AIだけでなく有名Webアプリやプラットフォームなどの開発に活用されていたりと、エンジニアにとっては当然のことながら、マーケターやWebディレクター、経営者に至るまで言葉として「Pythonの重要性」は認識していない人はいないのではないでしょうか。

しかし、Pythonという言語はそれだけでなく、業務効率化や情報収拾・分析など幅広い用途で活用しやすい言語だからこそ普及している側面もあります。では、Pythonは実際、具体的にどんなことを可能にして、どんな可能性を見出すことができるのかを説明できるでしょうか?

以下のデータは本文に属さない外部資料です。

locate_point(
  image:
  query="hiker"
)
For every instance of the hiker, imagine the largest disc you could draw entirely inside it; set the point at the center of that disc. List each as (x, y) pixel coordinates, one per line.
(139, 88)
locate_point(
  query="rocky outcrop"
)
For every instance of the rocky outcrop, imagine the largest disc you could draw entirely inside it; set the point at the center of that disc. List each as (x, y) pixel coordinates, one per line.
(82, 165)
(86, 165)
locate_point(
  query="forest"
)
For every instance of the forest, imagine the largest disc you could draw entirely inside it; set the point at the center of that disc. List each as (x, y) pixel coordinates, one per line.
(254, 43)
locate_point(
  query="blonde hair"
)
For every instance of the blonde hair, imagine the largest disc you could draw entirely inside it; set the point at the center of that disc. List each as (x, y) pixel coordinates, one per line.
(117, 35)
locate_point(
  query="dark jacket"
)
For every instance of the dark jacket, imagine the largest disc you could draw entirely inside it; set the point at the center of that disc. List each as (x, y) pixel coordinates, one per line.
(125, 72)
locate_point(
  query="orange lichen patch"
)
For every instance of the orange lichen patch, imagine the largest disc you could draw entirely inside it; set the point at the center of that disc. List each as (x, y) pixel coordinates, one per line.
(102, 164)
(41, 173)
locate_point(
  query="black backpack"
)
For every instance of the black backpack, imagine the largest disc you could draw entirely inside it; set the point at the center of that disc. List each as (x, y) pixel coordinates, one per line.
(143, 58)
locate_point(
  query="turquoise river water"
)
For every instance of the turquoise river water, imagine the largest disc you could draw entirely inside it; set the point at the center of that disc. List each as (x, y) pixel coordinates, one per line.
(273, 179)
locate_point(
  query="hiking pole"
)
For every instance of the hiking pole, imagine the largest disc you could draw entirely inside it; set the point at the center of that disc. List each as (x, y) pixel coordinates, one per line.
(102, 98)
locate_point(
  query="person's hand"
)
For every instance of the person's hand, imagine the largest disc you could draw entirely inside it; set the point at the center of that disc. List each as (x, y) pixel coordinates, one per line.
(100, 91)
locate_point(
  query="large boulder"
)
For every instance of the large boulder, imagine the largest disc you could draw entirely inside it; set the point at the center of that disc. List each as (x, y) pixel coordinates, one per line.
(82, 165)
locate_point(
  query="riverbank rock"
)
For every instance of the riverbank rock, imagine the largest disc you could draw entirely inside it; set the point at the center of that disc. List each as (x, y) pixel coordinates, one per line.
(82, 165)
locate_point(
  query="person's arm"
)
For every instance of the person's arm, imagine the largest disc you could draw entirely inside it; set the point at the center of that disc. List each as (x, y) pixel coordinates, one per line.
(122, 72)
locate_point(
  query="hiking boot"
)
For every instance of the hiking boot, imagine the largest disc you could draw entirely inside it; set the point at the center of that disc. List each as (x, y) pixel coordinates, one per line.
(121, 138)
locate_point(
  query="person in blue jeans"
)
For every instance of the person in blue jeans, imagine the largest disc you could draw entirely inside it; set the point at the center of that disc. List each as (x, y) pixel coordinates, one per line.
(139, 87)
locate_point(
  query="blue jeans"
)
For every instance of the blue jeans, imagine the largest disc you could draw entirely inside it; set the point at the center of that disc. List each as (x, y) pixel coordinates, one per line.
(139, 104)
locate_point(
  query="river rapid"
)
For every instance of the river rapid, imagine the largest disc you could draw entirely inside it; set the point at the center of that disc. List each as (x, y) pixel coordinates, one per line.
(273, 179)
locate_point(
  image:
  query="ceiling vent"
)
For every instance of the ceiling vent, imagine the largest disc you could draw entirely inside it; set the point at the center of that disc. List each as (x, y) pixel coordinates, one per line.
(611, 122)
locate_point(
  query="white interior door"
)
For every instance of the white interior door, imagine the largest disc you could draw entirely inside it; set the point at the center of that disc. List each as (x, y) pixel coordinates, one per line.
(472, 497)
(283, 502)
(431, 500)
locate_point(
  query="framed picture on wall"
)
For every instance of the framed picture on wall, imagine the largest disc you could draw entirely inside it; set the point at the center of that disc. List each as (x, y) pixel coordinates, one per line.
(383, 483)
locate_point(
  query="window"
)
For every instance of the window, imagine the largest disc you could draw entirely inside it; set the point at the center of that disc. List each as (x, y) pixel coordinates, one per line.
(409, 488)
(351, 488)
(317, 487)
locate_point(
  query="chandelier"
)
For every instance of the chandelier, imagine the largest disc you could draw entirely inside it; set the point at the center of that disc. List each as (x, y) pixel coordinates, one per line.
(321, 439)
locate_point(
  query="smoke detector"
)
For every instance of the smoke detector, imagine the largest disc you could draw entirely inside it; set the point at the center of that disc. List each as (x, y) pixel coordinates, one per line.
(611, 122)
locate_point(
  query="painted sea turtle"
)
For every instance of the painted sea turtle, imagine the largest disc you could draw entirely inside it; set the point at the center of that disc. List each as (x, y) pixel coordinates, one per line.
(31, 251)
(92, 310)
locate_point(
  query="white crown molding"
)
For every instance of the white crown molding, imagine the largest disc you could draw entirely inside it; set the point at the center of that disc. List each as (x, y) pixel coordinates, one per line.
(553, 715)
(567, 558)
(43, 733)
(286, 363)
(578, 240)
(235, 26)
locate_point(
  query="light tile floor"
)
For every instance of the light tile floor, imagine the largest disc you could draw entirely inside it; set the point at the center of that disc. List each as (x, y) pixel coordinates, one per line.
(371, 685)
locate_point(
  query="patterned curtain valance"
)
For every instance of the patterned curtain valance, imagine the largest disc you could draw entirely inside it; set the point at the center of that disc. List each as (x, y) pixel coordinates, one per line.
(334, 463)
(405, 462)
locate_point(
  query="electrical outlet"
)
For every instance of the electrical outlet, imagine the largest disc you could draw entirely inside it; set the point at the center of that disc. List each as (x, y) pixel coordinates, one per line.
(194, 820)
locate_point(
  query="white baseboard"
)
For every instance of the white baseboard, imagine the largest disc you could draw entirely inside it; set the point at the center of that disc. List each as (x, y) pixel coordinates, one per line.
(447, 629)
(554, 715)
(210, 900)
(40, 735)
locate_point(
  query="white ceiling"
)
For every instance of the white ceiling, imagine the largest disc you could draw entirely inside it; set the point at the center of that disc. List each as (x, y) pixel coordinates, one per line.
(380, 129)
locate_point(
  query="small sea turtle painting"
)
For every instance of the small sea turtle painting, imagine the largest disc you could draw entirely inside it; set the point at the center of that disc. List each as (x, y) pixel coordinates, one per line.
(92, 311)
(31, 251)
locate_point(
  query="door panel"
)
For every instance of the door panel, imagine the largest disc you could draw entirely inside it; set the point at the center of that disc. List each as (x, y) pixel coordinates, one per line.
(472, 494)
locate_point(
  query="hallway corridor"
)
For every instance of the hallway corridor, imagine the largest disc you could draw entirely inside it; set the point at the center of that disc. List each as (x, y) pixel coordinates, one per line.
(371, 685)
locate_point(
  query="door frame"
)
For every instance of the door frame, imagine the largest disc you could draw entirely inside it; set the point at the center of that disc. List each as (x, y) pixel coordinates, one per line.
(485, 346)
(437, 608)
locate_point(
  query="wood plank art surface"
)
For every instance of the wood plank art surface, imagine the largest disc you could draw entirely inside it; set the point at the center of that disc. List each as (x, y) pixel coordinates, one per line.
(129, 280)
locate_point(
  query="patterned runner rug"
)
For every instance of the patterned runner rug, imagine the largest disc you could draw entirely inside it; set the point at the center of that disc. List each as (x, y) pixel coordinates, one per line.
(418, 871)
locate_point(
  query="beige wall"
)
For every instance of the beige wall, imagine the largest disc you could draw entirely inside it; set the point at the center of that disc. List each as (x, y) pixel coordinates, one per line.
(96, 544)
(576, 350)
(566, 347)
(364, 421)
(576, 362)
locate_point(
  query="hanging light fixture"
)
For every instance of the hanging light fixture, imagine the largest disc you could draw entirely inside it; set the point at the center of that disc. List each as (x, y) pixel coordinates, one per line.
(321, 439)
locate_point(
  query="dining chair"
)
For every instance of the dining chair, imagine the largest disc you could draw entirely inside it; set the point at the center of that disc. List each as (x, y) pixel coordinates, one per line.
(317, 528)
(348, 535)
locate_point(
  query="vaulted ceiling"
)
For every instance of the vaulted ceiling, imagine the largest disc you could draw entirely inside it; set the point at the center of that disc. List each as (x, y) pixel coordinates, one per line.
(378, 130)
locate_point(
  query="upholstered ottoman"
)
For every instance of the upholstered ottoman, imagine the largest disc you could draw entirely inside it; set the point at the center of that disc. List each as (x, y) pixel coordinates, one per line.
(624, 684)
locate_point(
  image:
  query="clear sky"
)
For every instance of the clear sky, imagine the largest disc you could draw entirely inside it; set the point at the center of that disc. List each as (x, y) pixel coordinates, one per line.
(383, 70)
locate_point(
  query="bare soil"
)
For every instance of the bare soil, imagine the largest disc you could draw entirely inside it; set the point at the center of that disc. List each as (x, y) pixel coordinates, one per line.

本号では、エンジニアはもちろん、今後のITビジネスにおいてPythonの知識の必要性を感じている担当者の方に向け、
そもそもPythonとはどんな言語でどんな特長があり、さまざまなITソリューションの中でどんな仕組みや機能が実際に
使われているのか、はたまた数あるフレームワークやライブラリの得意分野や使いやすい用途に至るまで、
これ1冊でPythonの背景から現場の具体的な活用方法まで学べる特集をお届けします。

自身のお仕事に必要な方、社内教育として新人に学ばせたい方など、イチから体系立てて理解する教科書としてお役立てください!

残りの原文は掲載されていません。